Tomorrow I may try again to persuade old Mr. Bitner,
Who lives in the blistered eyesore down the block,
That it’s time to invest in a little scraping and painting.
If he tells me again that his house is an accurate mirror
Of what he feels about himself—how his best years
Are long behind him—I may suggest that sometimes
Pretending to feel what one doesn’t feel
May brighten a mood. Or I’ll stress how grateful
All his neighbors will be if manages to lose himself
Now and then in the effort others are making
To make the block look less abandoned.
But today I don’t feel like lecturing anyone on civility.
I feel like taking a walk in the woods, among trees
Civil by nature, which warn each other by pheromones
When insects attack them, which use their roots
To send an infusion of sugars into the roots
Of their ailing neighbors. Lucky for me
All their sharing is done unconsciously
So they can escape any pride in their generosity
That might make their company a burden.
Tomorrow I may try to persuade the young couple
Across the street with three young children
Not to make the move they’re considering
To a block with more children. If they’re patient,
I’ll tell them, more families like theirs
Are bound to move in, drawn by their own
Pioneering spirit. In the meantime,
Their family is making their neighbors feel
They live in the midst of life, not at its margin.

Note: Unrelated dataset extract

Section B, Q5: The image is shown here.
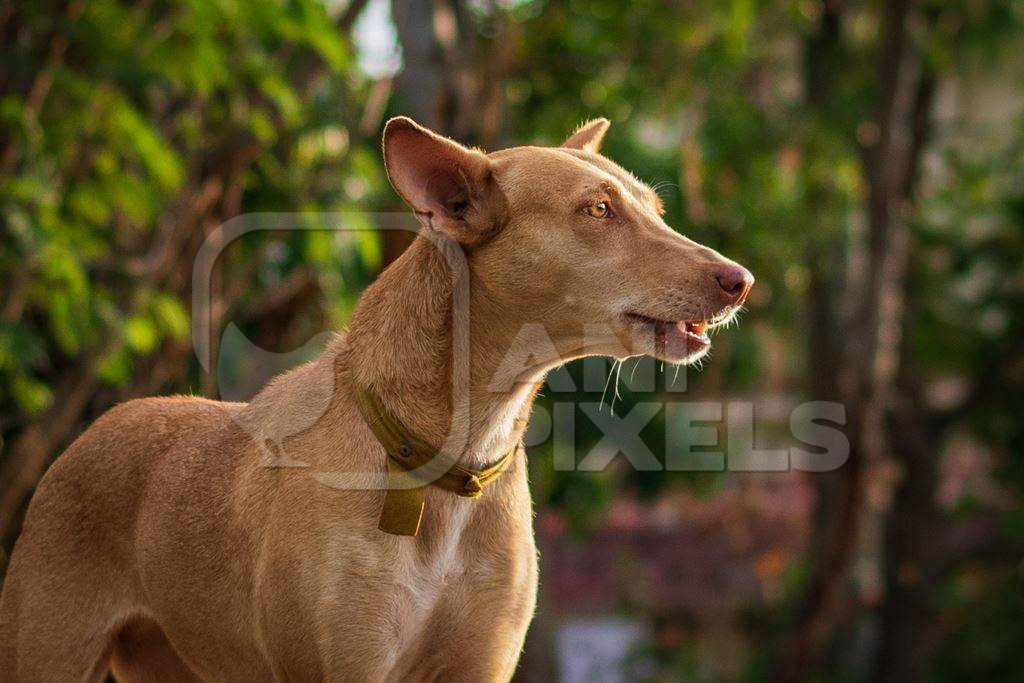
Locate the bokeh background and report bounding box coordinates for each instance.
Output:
[2,0,1023,680]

But today, rather than lecture anyone about loyalty,
I want to walk among trees loyal by nature,
Trees impossible to seduce by an offer
Of a site more congenial just a mile away.
All are content to root down where they are.
No wonder the birds, knowing the trees will always
Give them a stable home, feel safe to indulge
Their flightiness. Do they know how lucky they are
That their landlords never ask for a penny in rent?
A question the trees are as far from asking
As they are from asking the birds to sing at least
One song a day to them and to no one else.